Friday, September 5, 2014
Why prayer is important for the family ( Elder Paisios )
Geronta, should the entire family do compline together at night?
The older family members should motivate the youngsters with their solemnity. They should do compline and say to the small children: “If you want, stay a little while.” When the children are somewhat bigger they can have a rule—for example, fifteen minutes for the older ones, and two to five minutes for the small children—then after their rule, as much as they want. If the parents make them stay for all of compline they’ll resent it. Parents shouldn’t pressure their children because they don’t yet understand the power and value of prayer.
Parents, you could say, are able to eat beans and meat: hearty food. But when a little child is still only drinking milk, should they tell him to eat meat because it is strengthening? Maybe it is more strengthening, but the poor thing can’t even digest it. That’s why starting out they should give him little pieces of meat and broth, so that he’ll want more.
Geronta, sometimes even the adults are so tired in the evening that they aren’t able to do compline.
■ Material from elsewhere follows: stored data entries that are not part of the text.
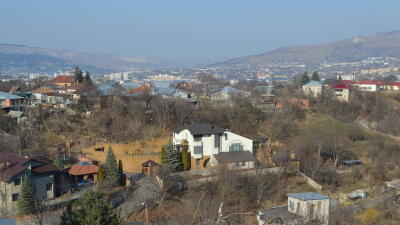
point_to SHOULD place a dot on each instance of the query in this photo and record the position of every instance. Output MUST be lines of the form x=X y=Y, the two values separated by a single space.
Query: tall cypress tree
x=27 y=200
x=78 y=75
x=304 y=80
x=121 y=173
x=92 y=209
x=173 y=158
x=111 y=168
x=185 y=156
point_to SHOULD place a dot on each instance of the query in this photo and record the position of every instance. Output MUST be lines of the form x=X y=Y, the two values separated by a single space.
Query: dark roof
x=232 y=157
x=150 y=162
x=201 y=128
x=274 y=213
x=13 y=165
x=305 y=196
x=44 y=169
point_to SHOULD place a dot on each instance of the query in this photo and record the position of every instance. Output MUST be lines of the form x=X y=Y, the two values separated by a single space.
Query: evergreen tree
x=92 y=209
x=173 y=158
x=27 y=200
x=162 y=155
x=185 y=156
x=304 y=80
x=121 y=173
x=78 y=75
x=111 y=173
x=69 y=217
x=100 y=174
x=315 y=76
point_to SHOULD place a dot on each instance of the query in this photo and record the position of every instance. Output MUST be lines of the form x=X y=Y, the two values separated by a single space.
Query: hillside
x=353 y=49
x=20 y=58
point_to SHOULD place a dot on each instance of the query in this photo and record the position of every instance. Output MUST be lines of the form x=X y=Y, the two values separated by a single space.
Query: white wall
x=207 y=141
x=302 y=208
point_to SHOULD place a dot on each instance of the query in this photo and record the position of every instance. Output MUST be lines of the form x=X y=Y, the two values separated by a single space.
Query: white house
x=369 y=85
x=313 y=88
x=211 y=145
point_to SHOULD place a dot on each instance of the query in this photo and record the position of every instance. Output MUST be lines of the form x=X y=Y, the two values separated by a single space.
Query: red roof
x=395 y=83
x=140 y=89
x=341 y=86
x=370 y=82
x=63 y=79
x=347 y=82
x=83 y=168
x=45 y=169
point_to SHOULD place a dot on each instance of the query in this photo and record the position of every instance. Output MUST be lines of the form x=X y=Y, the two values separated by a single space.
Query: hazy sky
x=190 y=29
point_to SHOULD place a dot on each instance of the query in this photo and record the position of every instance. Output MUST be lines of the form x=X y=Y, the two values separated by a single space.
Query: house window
x=237 y=147
x=291 y=205
x=15 y=197
x=197 y=138
x=17 y=181
x=216 y=140
x=49 y=187
x=198 y=149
When adults are very tired or sick they should say half of compline or at least one “Our Father.” They should not completely bypass prayer. In wartime if you end up on a hill in the evening, surrounded by enemies, you let out a few shots to frighten the enemy, so they will not attack. Adults should also let out a few shots so as to scare the little demons away.
Prayer has great power within the family. I know two siblings who not only kept their parents—who had a big problem between them—from separating, but even caused them to be more in love. With us my father said: “You don’t know what you’re going to do; two times a day you must entrust the future to God, so as to know where you’ll end up.”
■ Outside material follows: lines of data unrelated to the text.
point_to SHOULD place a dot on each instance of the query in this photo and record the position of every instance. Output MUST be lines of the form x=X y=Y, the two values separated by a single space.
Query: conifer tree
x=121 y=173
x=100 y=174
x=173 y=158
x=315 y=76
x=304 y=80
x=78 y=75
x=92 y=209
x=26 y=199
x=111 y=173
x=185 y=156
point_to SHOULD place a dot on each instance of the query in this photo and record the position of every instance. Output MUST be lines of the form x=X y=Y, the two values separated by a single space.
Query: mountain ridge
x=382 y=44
Each morning and evening we would all pray together before the icons, father, mother and the children, ending with a prostration before the icon of Christ. When a problem arose in the family we would pray and it would clear up.
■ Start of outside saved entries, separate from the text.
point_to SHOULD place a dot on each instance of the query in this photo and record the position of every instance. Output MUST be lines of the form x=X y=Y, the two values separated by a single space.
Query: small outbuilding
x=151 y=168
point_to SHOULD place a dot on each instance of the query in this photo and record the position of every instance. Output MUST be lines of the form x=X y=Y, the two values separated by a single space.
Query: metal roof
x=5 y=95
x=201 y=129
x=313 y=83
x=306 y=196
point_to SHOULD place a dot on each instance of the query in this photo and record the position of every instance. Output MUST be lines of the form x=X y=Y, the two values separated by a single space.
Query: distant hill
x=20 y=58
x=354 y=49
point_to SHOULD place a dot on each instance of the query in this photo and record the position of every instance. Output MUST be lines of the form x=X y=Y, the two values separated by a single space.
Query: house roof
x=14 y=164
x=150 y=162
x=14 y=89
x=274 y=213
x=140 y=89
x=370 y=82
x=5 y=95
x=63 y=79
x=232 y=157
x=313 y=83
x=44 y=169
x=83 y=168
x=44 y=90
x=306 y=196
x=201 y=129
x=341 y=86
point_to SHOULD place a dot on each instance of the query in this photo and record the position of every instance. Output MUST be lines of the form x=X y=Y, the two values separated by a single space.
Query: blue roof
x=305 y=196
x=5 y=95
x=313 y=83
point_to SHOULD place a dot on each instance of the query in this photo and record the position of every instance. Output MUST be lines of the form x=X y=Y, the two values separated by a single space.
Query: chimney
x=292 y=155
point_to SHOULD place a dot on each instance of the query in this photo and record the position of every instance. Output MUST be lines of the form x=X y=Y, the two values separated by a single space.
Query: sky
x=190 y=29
I remember once, when our youngest brother got sick and my father said: “Come, let’s beg God to make him well or to take him, so that he won’t suffer anymore.” We all prayed together and he recovered.Even at the table, we all sat together.
First we prayed and then we would begin eating. If someone started to eat before the food was blessed we would say “he fornicated.” We considered a failure to remain temperate fornication. It destroys a family if each person comes home, at whatever hour he wants, and eats alone without reason.